10.07.2011

211 14 0
                                    

Fresno, Kalifornia

Głośny huk wybudził ją z przyjemnego snu. Uchyliła delikatnie powieki, rozglądając się po ciemnym wnętrzu sypialni. Początkowo zaspany mózg nie był w stanie zarejestrować, czy hałas był wytworem jej wyobraźni, czy wydarzył się naprawdę.

Jednak chwilę później głośny dźwięk się powtórzył.

Dziewczynka zmarszczyła brwi.

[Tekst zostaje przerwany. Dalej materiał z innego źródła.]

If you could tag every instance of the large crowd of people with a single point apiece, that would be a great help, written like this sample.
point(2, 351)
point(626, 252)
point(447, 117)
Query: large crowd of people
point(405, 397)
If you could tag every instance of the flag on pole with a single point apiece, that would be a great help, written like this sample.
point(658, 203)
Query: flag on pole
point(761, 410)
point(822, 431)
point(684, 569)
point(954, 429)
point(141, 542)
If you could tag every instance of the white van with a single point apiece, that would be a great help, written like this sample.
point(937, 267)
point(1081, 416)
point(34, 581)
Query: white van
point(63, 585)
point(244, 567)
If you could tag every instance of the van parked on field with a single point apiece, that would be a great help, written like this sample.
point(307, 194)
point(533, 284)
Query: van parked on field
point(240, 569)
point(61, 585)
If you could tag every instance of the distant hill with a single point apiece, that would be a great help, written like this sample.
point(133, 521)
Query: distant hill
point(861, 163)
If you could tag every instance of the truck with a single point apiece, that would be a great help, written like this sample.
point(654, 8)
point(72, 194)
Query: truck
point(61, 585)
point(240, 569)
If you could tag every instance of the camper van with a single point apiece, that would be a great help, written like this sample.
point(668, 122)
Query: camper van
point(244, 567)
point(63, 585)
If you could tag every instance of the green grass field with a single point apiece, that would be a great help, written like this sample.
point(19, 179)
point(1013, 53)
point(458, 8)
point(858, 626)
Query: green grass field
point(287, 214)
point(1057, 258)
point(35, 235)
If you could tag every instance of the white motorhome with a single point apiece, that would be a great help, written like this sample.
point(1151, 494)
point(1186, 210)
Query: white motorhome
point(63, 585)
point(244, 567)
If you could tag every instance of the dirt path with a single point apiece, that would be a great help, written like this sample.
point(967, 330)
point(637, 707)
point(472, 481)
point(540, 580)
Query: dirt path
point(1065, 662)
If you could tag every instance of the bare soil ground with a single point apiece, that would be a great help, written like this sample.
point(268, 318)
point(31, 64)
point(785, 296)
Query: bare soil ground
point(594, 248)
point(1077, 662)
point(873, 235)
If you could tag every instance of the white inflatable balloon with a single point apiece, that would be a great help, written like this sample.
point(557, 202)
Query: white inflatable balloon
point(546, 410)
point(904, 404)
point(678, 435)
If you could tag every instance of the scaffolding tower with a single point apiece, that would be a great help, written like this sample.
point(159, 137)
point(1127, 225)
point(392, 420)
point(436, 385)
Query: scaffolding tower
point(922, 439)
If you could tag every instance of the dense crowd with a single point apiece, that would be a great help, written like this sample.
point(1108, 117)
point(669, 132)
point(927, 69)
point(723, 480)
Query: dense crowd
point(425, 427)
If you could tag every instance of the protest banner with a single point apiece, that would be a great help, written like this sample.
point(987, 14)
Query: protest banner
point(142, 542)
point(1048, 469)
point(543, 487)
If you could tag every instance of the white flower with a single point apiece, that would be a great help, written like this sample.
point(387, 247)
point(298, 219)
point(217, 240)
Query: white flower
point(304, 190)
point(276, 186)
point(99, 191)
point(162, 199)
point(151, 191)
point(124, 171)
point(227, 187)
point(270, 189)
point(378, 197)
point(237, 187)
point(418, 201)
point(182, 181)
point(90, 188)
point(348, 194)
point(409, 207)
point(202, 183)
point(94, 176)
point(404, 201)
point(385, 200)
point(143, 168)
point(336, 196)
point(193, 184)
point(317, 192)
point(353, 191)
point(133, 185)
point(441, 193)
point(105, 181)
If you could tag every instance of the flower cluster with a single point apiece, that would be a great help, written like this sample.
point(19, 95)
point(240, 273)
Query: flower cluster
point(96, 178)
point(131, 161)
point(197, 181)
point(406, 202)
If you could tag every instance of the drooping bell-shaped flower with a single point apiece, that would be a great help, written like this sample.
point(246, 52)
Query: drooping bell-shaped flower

Była pewna, że tego dnia nikogo prócz jej rodziców i siostry nie było w domu. A oni nie mieli w zwyczaju myszkować po nocach. Nie należała do strachliwych dzieci, dlatego też nawet przez myśl jej nie przeszło, że hałas mógł zwiastować coś złego. No bo, co takiego mogło spotkać ją w domu? W miejscu, w którym czuła się bezpiecznie?

Hałas powtórzył się po raz kolejny.

Pewna, że to któryś z jej braci, wrócił wcześniej, wstała z łóżka. Postanowiła pójść sprawdzić, czym ten huk był spowodowany. A jeśli komuś stała się krzywda?

Przerażona tą wizją i przekonana o słuszności swojej decyzji, wychyliła się na korytarz. Wokół panowała ciemność, jednak dziewczynka nie czuła strachu. Nie bała się ciemności, dawno pozbyła się tego etapu w swoim krótkim życiu. Była z tego niesamowicie dumna. Była jak bohaterki jej ulubionych bajek i książek. Nieustraszona, silna i pewna siebie.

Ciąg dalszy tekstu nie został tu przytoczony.